Optimized GPU simulation of continuous-spin glass models
Institut fur Physik, Johannes Gutenberg-Universitat Mainz, Staudinger Weg 7, D-55099 Mainz, Germany
arXiv:1204.6192v1 [physics.comp-ph] (27 Apr 2012)
@article{2012arXiv1204.6192Y,
author={Yavors’kii}, T. and {Weigel}, M.},
title={"{Optimized GPU simulation of continuous-spin glass models}"},
journal={ArXiv e-prints},
archivePrefix={"arXiv"},
eprint={1204.6192},
primaryClass={"physics.comp-ph"},
keywords={Physics – Computational Physics, Condensed Matter – Disordered Systems and Neural Networks, Condensed Matter – Statistical Mechanics, High Energy Physics – Lattice},
year={2012},
month={apr},
adsurl={http://adsabs.harvard.edu/abs/2012arXiv1204.6192Y},
adsnote={Provided by the SAO/NASA Astrophysics Data System}
}
We develop a highly optimized code for simulating the Edwards-Anderson Heisenberg model on graphics processing units (GPUs).
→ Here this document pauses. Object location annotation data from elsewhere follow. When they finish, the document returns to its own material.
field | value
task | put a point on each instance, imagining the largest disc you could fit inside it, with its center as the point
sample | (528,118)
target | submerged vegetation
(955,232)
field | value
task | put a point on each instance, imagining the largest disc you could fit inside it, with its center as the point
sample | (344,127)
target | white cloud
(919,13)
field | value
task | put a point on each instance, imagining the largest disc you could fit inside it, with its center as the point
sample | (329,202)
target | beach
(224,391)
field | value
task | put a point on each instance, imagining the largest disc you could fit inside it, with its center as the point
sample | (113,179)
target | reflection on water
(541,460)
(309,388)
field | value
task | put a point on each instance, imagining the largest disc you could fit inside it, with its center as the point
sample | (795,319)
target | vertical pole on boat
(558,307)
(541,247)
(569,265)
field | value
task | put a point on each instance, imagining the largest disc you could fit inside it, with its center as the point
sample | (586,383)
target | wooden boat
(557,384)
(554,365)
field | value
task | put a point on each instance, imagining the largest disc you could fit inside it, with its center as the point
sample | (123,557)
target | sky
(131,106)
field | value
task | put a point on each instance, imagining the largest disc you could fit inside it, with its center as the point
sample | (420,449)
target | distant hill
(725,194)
Using a number of computational tricks such as tiling, data compression and appropriate memory layouts, the simulation code combining over-relaxation, heat bath and parallel tempering moves achieves a peak performance of 0.29 ns per spin update on realistic system sizes, corresponding to a more than 150 fold speed-up over a serial CPU reference implementation. The optimized implementation is used to study the spin-glass transition in a random external magnetic field to probe the existence of a de Almeida-Thouless line in the model, for which we give benchmark results.